4. Decision. For finding of a median define one and equal parties of a triangle of AD or BD. For this purpose consider one of rectangular triangles, suppose, of BDH. Follows from definition of a median that BH = BA/2 = 10/2 = 5. Find the party of BD on a trigonometrical formula from property of a rectangular triangle - BD = BH/sin(DBH) = 5/sin60 ° = 5 / (√ 3/2) ≈ 5.8.
5. Now there are two possible options of finding of a median: on the formula used in the first task or of Pythagorean theorem for a rectangular triangle of BDH: DH^2 = BD^2 - BH^2.DH^2 = (5.8) ^2 - 25 ≈ 8.6 (cm).
6. Task 3. In any triangle of BDA three medians are carried out. Find their lengths if it is known that height of DK is equal to 4 cm and divides the basis into pieces BK length = 3 and KA = 6.
7. Decision. Lengths of all parties are necessary for finding of medians. Length of BA can be found from a condition: BA = BH + HA = 3 + 6 = 9. Consider a rectangular triangle of BDK. On Pythagorean theorem find BD hypotenuse length: BD^2 = BK^2 + DK^2; BD = √ (9 + 16) = √25 = 5.
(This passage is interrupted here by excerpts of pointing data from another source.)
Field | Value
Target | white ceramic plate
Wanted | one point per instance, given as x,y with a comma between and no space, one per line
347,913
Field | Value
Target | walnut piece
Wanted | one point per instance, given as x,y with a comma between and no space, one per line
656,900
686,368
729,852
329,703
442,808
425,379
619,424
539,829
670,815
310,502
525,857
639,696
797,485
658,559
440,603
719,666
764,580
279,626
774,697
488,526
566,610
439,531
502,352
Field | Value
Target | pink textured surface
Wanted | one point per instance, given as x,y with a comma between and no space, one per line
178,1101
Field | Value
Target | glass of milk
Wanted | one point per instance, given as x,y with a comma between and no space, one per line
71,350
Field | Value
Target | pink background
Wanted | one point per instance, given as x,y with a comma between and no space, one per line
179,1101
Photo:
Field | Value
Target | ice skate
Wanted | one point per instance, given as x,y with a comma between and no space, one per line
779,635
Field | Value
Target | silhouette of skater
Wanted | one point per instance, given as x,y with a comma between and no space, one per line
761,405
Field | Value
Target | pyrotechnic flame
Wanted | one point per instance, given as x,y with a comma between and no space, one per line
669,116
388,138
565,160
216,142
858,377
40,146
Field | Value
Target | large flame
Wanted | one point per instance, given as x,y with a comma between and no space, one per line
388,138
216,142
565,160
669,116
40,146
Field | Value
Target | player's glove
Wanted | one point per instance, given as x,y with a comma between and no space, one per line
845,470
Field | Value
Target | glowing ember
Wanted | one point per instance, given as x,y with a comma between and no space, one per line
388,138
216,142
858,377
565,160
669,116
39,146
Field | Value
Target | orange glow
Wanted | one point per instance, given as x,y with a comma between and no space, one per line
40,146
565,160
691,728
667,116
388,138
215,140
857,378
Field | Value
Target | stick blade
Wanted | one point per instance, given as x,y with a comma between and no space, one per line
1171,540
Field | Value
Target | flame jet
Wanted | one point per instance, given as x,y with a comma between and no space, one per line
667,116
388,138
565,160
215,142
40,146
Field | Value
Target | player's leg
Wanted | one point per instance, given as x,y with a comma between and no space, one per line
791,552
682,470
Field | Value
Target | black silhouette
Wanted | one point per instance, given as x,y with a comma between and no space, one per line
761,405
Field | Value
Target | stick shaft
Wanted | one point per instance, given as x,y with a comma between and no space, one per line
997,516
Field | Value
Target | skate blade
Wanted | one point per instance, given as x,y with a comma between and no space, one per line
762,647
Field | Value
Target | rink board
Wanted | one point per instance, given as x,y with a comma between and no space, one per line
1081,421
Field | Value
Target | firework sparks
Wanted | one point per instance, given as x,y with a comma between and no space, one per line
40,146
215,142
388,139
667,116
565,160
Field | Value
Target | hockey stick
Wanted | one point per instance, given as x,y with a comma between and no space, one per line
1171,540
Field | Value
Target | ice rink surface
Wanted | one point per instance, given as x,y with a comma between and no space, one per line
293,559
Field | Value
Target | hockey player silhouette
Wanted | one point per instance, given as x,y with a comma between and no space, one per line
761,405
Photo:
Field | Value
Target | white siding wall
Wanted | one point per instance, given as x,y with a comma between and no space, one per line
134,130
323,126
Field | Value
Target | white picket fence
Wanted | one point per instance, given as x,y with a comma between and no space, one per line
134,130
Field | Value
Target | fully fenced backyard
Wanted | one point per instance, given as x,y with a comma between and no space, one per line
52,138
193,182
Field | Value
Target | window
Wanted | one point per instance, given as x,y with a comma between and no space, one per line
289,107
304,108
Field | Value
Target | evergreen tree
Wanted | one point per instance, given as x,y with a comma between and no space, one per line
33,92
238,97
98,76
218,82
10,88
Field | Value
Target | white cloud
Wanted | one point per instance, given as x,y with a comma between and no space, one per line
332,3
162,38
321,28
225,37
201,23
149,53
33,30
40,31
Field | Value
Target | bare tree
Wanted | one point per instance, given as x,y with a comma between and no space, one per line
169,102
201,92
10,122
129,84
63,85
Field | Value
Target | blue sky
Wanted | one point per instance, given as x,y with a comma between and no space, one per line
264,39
8. Similarly find a hypotenuse of a rectangular triangle of KDA: AD^2 = DK^2 + KA^2; AD = √ (16 + 36) = √52 ≈ 7.2.
9. On an expression formula through the parties find medians: BE^2 = (2*BD^2 + 2*BA^2 - AD^2)/4 = (50 + 162 - 51.8)/4 ≈ 40, from here BE ≈ 6.3 (cm) .DH^2 = (2*BD^2 + 2*AD^2 - BA^2)/4 = (50 + 103.7 - 81)/4 ≈ 18.2, from here DH ≈ 4.3 (cm) .AF^2 = (2*AD^2 + 2*BA^2 - BD^2)/4 = (103.7 + 162 - 25)/4 ≈ 60, from here AF ≈ 7.8 (cm).